As a female voice over actor, how would you describe yourself? What adjectives do you use in your profile or website?

If you go through female voice over profiles it would be very rare to read words like STRONG, AUTHORITATIVE, RELIABLE and CONFIDENT. More often, what you would read are words like sexy, sultry, elegant, motherly, fun and playful.  The words strong, authoritative, reliable and confident are in fact only in seen in 3 out of 10 profiles. These words or their equivalent, are more likely to be seen on a male voice over profile, plus other words like, sexy and fun. Does this mean that most women do not perceive themselves as strong and confident? It may look like then that because women have been typed-cast for so long as the “fair” sex, they have now resigned themselves to the thought that only men can be the voice of reason and authority, and that majority of women talents have recourse to marketing themselves as such.

Is the industry and the consumers influencing this disparity in the way men and women market themselves?

In a study on audio/visual media’s gender representation and consumer perception by Mark Pedelty, an Associate Professor in Communication Studies at the University of Minnesota, it says that men and women in the voice over and commercial industry have assigned themselves to specific roles, and this is where it is a good idea to enlist the services of voice over actor classes online. While women were given domestic and nurturing roles, men on the other hand, are likely get the authoritative and powerful characters. Also, in a content analysis of over a thousand television commercials, Pedelty learned that the male voice over outnumbered the women represented, four to one.

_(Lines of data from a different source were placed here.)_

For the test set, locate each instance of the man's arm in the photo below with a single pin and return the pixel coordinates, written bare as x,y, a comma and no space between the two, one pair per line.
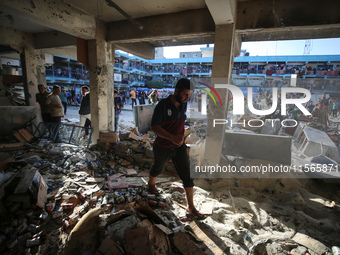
161,132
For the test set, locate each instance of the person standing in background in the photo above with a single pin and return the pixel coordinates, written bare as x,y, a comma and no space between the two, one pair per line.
53,102
63,98
41,98
85,110
199,100
133,97
118,108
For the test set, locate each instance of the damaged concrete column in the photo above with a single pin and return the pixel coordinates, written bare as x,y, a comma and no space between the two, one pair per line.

In the same study it revealed that men can either be a voice over or represented by both attractive and unattractive men, however in the case of women, they are largely represented by only fit and attractive women.

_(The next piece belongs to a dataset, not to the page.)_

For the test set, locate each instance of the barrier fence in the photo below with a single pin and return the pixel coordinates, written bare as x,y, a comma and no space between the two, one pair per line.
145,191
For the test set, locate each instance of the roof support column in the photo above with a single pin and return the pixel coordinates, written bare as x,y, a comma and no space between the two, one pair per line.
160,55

In previous studies done on voice overs in advertisements would show the same gross difference in the representation of men and women. In a 1975 study, it showed over 90% of voice over work were done my men and the percentage remained stayed the same even after then years. By 1998, there was a 10% increase in women representation, which is consistent with Pedelty’s recent findings.

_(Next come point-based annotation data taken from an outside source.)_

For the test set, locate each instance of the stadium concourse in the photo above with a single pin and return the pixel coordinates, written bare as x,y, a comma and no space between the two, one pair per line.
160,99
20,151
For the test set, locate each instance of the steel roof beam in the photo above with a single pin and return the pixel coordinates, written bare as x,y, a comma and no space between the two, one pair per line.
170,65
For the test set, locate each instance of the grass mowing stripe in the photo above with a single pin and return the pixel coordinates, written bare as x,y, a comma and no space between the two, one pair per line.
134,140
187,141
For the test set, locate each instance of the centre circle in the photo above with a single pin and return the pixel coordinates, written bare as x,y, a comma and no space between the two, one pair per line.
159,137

The slow progress in the increase in the voice over training online for women and how they are represented only demonstrates that even in the twenty-first century women are still objectified and would only get noticed when seen and not heard. The results of this study show that sexism still dominates as the marketing tool used in the advertising industry.

Is this dominance of the male gender in the audio and visual media deeply influenced by our culture and our perception of genders in general?  Or is it more of an assumption made by advertisers of what the current audience would like to see and hear?  Can a drastic change by key media players shorten the gender gap? Let us know in the comments section below.